The increasing convenience of mobile ordering has been the best thing to come out of the pandemic that has kept me from losing my marbles.
Wherever we go, there are social norms and expectations being jammed down our throats.
The people around us, all exposed to similar media messages and massive, powerful institutions, internalize these norms and police each other without even realizing it.
These constructs are so plentiful and subtle that they can be hard to even notice.
But once in awhile we take a step back. We zoom out. Then we see just how arbitrary and one-dimensional so many of those norms are.
Those epiphanies can be disorienting, but so empowering, too. A recent thread on Reddit asked people to share their biggest gripes about all the things forced on us.
Redditor Snoo79382 asked:
"What should society stop forcing on us?"
The internet, as it has many facets of modern life, has accelerated the rate at which things are jammed down our throats. Not a day goes by that we're not on the hook for one thing or another.
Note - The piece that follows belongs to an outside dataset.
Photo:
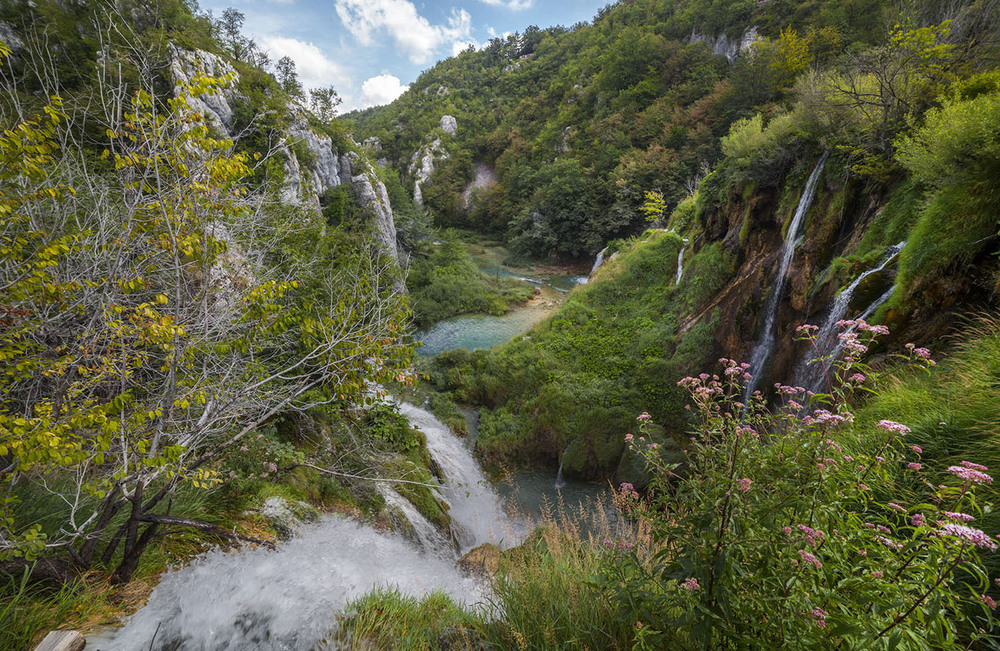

"Subscription based services. Everybody out here wants your money now on a monthly schedule."
"The need to create an account for EVERY website or software. Wtf, I just want to install my graphics drivers! There's no reason for you to know who I am, you already have many thousands of my monies."
Others discussed work and work culture. It's such a large portion of our lives, and, according to these folks, the whole thing can be handled better.
Resist the Urge to Monetize
"The idea of hobbies becoming 'side hustles.' Why can't a hobby just be a hobby" -- Electrical-Mammoth44
"Like my father always said: Don't turn your hobby into your work, because you'll have to find a new hobby." -- JustAGuy401
"Having to constantly be busy and only have 2 days to recover from it." -- Octo-Fishy
"I find the whole 5 days a week on, 2 off thing pretty infuriating. I work a 9-5 and would easily be done everything in way less time but I am required to drag it out for no reason." -- condor1111800
Passing the Buck
"Donating your vacation time to coworkers because the company you work for is shi**y. There was a natural disaster and one of the stores in the chain I worked for got flooded."
"Instead of just giving people time off because they literally couldn't work they asked everyone to give up the few paid days off we got a year. Most of us got less than a week off a year."
And others talked about the social expectations pushed on us by our friends, family members, acquaintances, and everything in between.
Aren't There Plenty Already?
"Well no one is forcing anyone, but everyone assumes you want from have kids. And if you don't everyone has a lot of questions and they start judging and trying to change your mind."
Take Your Time
"The idea that people should have their sh*t together and their life planned out at the age of 20. I'm 19 and still wanna play my pokemon games and the future scares me :')"
"The belief that you HAVE to date, have sex, and get married. Some of us don't want to do any of that and there's nothing wrong with it. I'm sick of the social pressure to date."
Racing Against Fantasy
"There should be laws about how heavily photoshopped pictures are meant to be to sell anything beauty related."
"Being constantly surrounded by images of perfection is seriously damaging to people's mental health, and the implication that a product will make you look Like This is simply false advertising when the model doesn't actually look Like This and has been heavily airbrushed at the very least."
And so, taking a cue from these Redditors, it's a good time to remember that we don't have to cave to any of this stuff if we don't want to.